What’s the best Beatles album? That’s like picking your favorite child. There are too many to name, and to choose one would be tantamount to treason. The Beatles have four — count ’em, four — albums in Rolling Stone‘s Top 10 Albums of All Time, and 10 in the Top 500. That’s tied with the Rolling Stones and second only to Bob Dylan.
So how does one choose from such jewels as Please Please Me, A Hard Day’s Night, Rubber Soul, Revolver and Sergeant Pepper’s Lonely Hearts Club?
Some people are Beatles purists, liking everything they’ve done from the first album all the way through Let It Be. Others prefer one Beatles over another — the one before they smoked pot with Bob Dylan (before Help!) and the one after they smoked pot.
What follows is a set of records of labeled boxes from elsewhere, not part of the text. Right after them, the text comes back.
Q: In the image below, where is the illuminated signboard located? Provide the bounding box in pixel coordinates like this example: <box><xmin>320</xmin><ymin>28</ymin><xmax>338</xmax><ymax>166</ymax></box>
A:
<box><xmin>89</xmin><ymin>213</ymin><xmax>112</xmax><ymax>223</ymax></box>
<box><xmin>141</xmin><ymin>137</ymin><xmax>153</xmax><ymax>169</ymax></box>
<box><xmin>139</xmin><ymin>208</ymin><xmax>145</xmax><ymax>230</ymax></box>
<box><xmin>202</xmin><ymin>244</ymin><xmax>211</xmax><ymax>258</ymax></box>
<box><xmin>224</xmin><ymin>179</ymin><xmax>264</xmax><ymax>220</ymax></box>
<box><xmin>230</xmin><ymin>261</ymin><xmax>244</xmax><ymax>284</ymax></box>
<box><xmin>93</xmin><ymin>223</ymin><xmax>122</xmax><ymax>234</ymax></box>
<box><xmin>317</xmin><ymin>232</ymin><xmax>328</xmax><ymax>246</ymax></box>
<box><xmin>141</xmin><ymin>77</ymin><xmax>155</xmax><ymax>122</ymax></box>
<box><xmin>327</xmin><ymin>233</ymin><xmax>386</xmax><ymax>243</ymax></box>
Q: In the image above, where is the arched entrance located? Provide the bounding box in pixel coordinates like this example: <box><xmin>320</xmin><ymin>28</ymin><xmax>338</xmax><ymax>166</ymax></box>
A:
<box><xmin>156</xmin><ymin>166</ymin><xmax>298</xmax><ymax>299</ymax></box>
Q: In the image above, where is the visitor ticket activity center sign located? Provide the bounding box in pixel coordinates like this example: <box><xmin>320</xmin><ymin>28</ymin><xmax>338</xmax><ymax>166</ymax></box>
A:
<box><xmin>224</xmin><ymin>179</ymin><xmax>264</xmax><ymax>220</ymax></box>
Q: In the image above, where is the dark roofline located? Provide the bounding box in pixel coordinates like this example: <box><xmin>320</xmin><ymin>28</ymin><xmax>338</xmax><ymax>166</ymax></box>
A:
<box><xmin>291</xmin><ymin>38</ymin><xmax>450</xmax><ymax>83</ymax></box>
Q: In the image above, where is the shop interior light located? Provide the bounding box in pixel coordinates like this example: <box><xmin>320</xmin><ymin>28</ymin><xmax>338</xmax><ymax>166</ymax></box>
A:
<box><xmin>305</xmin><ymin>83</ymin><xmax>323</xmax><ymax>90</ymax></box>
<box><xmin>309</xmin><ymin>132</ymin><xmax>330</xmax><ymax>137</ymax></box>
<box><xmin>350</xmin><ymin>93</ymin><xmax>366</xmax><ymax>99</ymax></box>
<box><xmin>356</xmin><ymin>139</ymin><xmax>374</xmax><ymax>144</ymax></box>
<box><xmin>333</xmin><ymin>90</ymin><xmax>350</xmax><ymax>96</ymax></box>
One can definitely sense a change in their songs; they became more mellow, more complex, with more obscure lyrics. I definitely prefer the stoned Beatles, especially after they discovered LSD (about the time of the Revolver sessions). Even Rolling Stone agrees, for three of the four Beatles albums in their Top 10 are in this era, and all four of their selections were ones after the Beatles smoked marijuana.
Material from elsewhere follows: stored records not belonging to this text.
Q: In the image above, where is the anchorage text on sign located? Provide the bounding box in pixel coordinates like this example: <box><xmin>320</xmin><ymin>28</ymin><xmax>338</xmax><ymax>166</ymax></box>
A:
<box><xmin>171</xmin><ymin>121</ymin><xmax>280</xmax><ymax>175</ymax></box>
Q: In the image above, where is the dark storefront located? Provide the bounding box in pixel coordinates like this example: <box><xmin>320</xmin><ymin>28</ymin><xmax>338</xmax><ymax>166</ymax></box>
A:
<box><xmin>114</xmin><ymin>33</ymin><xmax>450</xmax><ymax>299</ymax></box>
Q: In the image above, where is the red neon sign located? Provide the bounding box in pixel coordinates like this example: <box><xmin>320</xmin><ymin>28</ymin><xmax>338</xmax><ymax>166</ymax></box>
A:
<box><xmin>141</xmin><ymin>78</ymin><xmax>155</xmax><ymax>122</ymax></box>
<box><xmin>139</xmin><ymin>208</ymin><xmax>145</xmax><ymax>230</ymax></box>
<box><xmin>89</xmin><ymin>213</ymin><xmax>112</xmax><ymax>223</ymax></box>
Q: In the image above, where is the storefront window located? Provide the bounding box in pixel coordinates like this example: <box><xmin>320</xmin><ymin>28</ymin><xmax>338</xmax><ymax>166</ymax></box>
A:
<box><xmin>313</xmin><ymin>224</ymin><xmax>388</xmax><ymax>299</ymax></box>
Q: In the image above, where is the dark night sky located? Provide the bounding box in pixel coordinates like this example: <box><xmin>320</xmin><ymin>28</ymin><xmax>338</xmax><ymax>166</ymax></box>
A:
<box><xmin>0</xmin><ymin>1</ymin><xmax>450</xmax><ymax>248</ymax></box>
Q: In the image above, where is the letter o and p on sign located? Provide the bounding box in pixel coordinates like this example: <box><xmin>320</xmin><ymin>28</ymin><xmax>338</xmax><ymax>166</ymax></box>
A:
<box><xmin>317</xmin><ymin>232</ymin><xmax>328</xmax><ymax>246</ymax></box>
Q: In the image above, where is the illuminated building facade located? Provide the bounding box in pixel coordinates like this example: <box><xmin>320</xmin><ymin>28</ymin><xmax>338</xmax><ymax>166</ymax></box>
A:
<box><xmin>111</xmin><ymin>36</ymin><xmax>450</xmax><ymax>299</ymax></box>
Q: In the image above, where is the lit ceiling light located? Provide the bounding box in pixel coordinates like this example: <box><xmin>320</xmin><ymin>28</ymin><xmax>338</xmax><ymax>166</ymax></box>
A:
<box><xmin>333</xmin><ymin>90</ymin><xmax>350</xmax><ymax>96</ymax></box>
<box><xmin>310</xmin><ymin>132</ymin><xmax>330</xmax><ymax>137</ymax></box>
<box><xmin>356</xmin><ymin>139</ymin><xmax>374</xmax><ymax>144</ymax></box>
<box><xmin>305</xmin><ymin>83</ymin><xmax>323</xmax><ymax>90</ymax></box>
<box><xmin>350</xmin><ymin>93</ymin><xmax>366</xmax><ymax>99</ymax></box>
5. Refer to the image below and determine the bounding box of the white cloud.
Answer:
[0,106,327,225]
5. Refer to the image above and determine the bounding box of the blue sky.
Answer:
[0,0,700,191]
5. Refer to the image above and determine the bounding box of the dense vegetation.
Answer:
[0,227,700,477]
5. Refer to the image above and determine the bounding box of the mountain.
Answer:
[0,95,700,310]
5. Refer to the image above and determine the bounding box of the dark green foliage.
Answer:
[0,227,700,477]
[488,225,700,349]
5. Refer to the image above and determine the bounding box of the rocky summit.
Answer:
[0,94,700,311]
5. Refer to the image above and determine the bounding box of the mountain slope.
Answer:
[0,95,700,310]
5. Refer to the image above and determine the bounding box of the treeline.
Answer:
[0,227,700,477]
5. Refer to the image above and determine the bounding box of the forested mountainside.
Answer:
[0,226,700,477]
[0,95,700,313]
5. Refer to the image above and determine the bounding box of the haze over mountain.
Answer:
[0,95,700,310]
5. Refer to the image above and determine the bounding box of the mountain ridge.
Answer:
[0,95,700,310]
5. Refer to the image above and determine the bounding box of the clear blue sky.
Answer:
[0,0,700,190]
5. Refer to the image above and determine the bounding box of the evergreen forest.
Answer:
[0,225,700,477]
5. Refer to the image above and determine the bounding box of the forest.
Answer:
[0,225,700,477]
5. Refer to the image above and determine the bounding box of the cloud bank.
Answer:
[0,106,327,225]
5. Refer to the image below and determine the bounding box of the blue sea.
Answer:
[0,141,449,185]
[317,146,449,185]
Enough about drugs. I focus my selection on the late Beatles recordings. From there you have, in order of recording, Revolver, Sergeant Pepper, Magical Mystery Tour, The White Album, Yellow Submarine, Let It Be and Abbey Road. Let’s go through each album from worst to best:
Yellow Submarine is a soundtrack that was needed for a cartoon, and the four had to rush to get something together. There’s nothing really here except if you don’t have a copy of “All You Need Is Love.” “Hey Bulldog” has its moments, but the rest is thrown together, with George Martin providing almost all of the songs on Side 2. John Lennon later called Martin’s orchestral songs “all this terrible shit.” I’ve deleted them from my music library, and Yellow Submarine is now a mediocre EP.
By 1969, Paul was firmly in control of the band, and a mutiny was starting to occur. The Get Back sessions showed outright feuds between some of the members, and a camera crew was there to capture it all. As a result, Let it Be, their final release (not the final album recorded) sounds disjointed and phoned in. The production is terrible, made worse by Phil Spector’s orchestration on some tunes, and songs such as “Let It Be,” “The Long and Winding Road” and “Get Back” suffer. It sounds like a demo session — which is what it really was.
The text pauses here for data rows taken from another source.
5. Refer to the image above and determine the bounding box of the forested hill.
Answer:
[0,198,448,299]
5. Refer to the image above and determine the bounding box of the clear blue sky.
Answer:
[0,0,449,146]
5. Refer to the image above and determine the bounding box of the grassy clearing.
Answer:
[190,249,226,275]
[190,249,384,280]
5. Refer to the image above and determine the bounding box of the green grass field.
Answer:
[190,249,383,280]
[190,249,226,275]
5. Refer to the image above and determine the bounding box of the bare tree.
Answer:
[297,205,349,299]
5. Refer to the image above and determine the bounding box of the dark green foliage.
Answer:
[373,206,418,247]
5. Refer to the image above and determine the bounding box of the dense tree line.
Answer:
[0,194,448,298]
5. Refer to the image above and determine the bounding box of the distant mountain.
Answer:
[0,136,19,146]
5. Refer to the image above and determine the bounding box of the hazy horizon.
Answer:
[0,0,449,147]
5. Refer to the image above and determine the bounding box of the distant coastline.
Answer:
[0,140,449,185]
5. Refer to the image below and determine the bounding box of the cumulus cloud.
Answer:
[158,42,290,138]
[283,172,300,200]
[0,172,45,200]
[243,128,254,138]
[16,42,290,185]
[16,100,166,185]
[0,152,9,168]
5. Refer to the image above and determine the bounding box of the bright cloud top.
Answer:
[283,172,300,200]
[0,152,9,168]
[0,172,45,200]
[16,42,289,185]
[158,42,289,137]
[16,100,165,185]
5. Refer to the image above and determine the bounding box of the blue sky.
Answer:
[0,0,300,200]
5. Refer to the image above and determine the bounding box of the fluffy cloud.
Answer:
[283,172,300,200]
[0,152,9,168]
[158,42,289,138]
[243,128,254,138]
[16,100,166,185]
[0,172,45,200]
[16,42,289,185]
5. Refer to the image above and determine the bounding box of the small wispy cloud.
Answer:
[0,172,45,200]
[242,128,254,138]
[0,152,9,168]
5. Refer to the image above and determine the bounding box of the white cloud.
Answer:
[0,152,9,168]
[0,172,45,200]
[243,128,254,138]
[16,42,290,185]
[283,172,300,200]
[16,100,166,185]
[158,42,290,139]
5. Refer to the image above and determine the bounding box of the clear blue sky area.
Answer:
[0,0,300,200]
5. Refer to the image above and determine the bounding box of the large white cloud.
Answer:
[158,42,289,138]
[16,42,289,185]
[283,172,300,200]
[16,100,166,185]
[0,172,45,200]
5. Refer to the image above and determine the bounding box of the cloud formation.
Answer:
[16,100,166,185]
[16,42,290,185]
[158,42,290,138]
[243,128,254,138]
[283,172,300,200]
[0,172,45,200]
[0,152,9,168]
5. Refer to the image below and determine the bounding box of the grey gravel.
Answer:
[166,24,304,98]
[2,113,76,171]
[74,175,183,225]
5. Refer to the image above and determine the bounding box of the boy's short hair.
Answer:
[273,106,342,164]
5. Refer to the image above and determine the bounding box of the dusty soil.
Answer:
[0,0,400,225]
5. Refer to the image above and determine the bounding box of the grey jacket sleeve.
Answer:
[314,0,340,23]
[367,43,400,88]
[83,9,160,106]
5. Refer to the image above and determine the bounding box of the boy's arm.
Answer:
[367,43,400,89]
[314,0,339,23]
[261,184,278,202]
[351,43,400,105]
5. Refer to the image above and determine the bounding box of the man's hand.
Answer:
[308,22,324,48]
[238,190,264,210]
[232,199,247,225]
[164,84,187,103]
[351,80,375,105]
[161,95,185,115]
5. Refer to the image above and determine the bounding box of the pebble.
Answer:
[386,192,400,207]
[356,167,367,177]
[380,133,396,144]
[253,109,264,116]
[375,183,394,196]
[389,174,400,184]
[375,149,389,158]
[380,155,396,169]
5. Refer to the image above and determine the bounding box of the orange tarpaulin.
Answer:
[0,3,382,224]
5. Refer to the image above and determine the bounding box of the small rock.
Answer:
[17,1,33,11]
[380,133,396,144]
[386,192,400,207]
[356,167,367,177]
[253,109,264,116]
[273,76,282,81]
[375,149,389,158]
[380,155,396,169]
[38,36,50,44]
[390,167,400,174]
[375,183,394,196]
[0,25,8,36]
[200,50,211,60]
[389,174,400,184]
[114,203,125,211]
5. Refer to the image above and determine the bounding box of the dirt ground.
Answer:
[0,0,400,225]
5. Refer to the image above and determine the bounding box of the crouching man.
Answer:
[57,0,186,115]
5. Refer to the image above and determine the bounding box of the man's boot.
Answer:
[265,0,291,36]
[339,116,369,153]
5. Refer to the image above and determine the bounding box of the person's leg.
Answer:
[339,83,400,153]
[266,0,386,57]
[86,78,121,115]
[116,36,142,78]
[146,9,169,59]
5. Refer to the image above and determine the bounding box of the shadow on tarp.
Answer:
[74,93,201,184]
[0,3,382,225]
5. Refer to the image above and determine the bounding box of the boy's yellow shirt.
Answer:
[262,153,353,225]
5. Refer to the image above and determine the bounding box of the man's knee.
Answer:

Some Beatle historians believe The Beatles (a.k.a. the White Album) would have been much better as single disc than a double album, and I agree. That way we could get rid of such trash as “Revolution 9,” “Wild Honey Pie,” “Piggies” and “The Continuing Story of Bungalow Bill.” George finally brings it with “While My Guitar Gently Weeps,” and Paul and John’s acoustic endeavors make it worthwhile. But the cracks are showing on this one.
Sergeant Pepper was ranked as Rolling Stone‘s Greatest Album of All Time, but it sounds the most dated. It’s the Beatles at their psychedelic peak, and it shows. It’s almost too eclectic, with circus music, more sitars, harps, and yes, even some filler. “A Day in the Life” ranks up there as one of the greatest Beatles tracks ever, as does “Lucy in the Sky with Diamonds,” but it’s brought down by George’s “Within You Without You,” “Fixing a Hole” and “Being for the Benefit of Mr. Kite.”
No, wait. Magical Mystery Tour is the Beatles at their psychedelic peak. Originally a six-song EP, the CD actually has the makings of a superb album, with “Strawberry Fields Forever” and “Penny Lane” exemplifying their creative zenith. “I Am the Walrus” is about as weird as it gets for a Beatles song. Unfortunately, George still isn’t carrying his weight; “Flying” and “Blue Jay Way” are just awful, bringing the whole album down right in the middle of it.
Revolveris definitely a finalist — probably their second greatest album. From the opening biting guitar chords of “Taxman” to the sweeping orchestral touches of “Eleanor Rigby” and the psychedelic “Tomorrow Never Knows,” it’s almost perfect. “Here, There, and Everywhere” may be Paul McCartney’s most beautiful ballad. John Lennon’s at his poppiest with “And Your Bird Can Sing” and “Doctor Robert.” The only blanks are George Harrison’s droning sitar on “Love You To” and Ringo Starr’s droning on the popular but childish “Yellow Submarine.” That brings it down a notch or two.
Abbey Road is a sweeping masterpiece. Everyone is on their “A” game: John’s spooky, acerbic “Come Together,” Paul’s plaintive screaming on “Oh! Darling!,” George’s perfect “Here Comes the Sun” and “Something,” and even Ringo’s “Octopus’ Garden.” The medley takes pieces of songs that they hadn’t finished and incorporates them into a fitting epilogue for the band, and Paul’s fitting “The End” is a perfect ending. I love this album.
You’ll gripe. You’ll complain. I expect you to. But that’s my top Beatles album of all time.